The Issue:
Sometimes you need to inspect the contents of USB devices from family or friends, but you don't know whether it is really a safe device, even though it most likely is safe.
You want to do that with minimal effort while protecting yourself from common attack vectors.
Method:
Have a safer guest user that its home directory returns to its original state per request.
Implementation:
Create a new user via GUI.
It is a standard (non-admin) user.
Let's call this user guest
.
By default, disable the user with:
usermod --expiredate 1 guest
Copy the contents of ~/guest
to a directory in a persistent storage.
Let's call this directory /path/to/perst/guesthome
.
Empty all the contents of directory ~/guest
.
Create a script file init_guest.sh
which performs the following:
Empty all the contents of the directory ~/guest
.
Mounts a tmpfs filesystem to ~/guest
.
Copies (rsync, maintain permissions) the contents of directory:
/path/to/perst/guesthome
to directory:
~/guest
Enable the user only for today with:
usermod --expiredate $( date "+%Y-%m-%d" )
Advantages:
- Somewhat protection against popular attacks like badUSB (simulated keyboard) or risky executables.

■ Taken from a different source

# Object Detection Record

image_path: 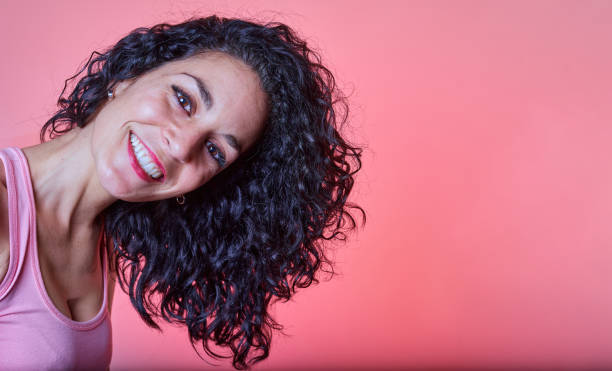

(The guest environment is refreshed so no persistent changes to user's init files.)
So it is relatively safer for inspecting contents of foreign and untrusted USB devices.
- Personal users' files are protected due to basic linux permissions.
- Minimal impact on persistent storage (reduced wearout).
- Ability to easily change the initial environment for the guest.
Is it considered a relatively safe approach or did I overlook an issue?